Here’s the idea, as I roughly understand it: The strong fields, high temperatures, and still atmospheres of Ap stars combine to create a situation where the atoms in the atmosphere, being mostly ionized, get stuck to the field lines and sort themselves out by element. This is because they can only move in one direction, along the field lines, and the strong radiation from the hot star provides a sort of upward force on the atoms, depending on the specifics of how they absorb photons (which depends on how many electrons and protons they have—that is to say, what element they are). I’m fuzzy on the details (I think maybe everyone is), but the bottom line is that the ions of a certain element get concentrated in a thin (or at least high) layer in the atmosphere.  If this layer is high enough, we see it in absorption and the element looks much more abundant than it really is (because we usually assume the atmosphere is well mixed, not stratified). And if this layer is low enough, we might not see the element at all!

So that’s apparently what puts the “p” in “Ap,” the bulk star does not have weird abundances, but its upper atmosphere does because the upper layers of the star are differentiated and stratified!

But that’s not what’s so weird about Przybylski’s star.  No, that star doesn’t just have weird abundance patterns; it has apparently impossible abundance patterns.  In 2008 Gopka et al. reported the identification of short-lived actinides in the spectrum.
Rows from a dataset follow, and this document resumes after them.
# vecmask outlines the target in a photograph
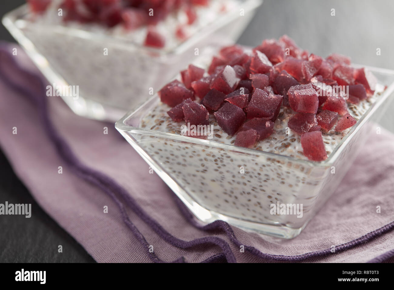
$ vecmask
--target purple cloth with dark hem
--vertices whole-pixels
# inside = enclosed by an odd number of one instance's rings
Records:
[[[296,238],[220,221],[203,226],[113,125],[75,116],[59,97],[46,97],[46,81],[21,49],[12,55],[15,47],[0,46],[0,146],[37,202],[97,261],[374,262],[394,255],[389,132],[370,138]]]

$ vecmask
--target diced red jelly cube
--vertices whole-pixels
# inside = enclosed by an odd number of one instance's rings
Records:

This means radioactive elements with half-lives of order thousands of years (or in the case of actinim, decades) are in the atmosphere. 

What?! The only way that could be true is if these products of nuclear reactions are being replenished on that timescale, which means… what exactly?  What sorts of nuclear reactions could be going on near the surface of this star?

There are three proposed solutions I’m aware of.  The first is about 8 years old; the second is brand new and a “huge if true” sort of exciting idea. The last is quite fanciful and has never, so far as I can tell, gotten past a journal referee (if anyone’s even tried to publish it), but sort of dials the “huge if true” up to 11.

More on these next time.

4 thoughts on “Przybylski’s Star II: Abundance Anomalies

  1. Robin Jeffries

    Have you looked at the Gopka etal. paper (paywalled)? Is the spectroscopy convincing? Why isn’t it published in Nature?

  2. jtw13 Post author

    Yes, I think the photons as pellets analogy is a good heuristic here in that it gives the right intuition.

    As I understand things, the gyroscopic radius of the ions in these magnetic fields needs to be quite small for the mechanism to work. The ions cannot go very far in the stellar atmosphere without hitting an electron, so the magnetic fields serve to trap the ions into long spirals along one dimension. When they get to a certain altitude in the stellar atmosphere, the various vertical forces balance and the ions basically stay there forever.

    The magnetism here is unrelated to the Curie temperature, which is relevant for ferromagnetic solids. These fields are either from a magnetic dynamo or a frozen in “fossil” field, not a ferromagnet. The ions are not magnetized in any special way.

  3. Richard Millich

    So let me get this straight: we may be seeing these isotopes because their atoms are propelled upward through the star into different layers because of the possible excitations of their electrons? This description makes me imagine atoms being boosted by photons like pellets hitting the underside of a turned over pan. Then I thought: “Hey, if these are magnetic fields, might these ions be pulled back into the star after reaching their stratified outer layers, determined by the excitation and stellar conditions, and then pulled back in along the same field lines, creating loops upon loops of overlapping atomic traffic within?” Is this a crazy idea? There are so many stellar forces that I don’t know how far off I am.

    Second, if the field lines are ferrying atoms and isotopes to varying layers of the star, might the lighter elements be ejected? And what happens to those atoms as they go back under the Curie temperature? Do they remain magnetized as they’re blown away by the star’s solar winds?

    Forgive my wild thoughts, as I am merely a dabbler in astrophysics.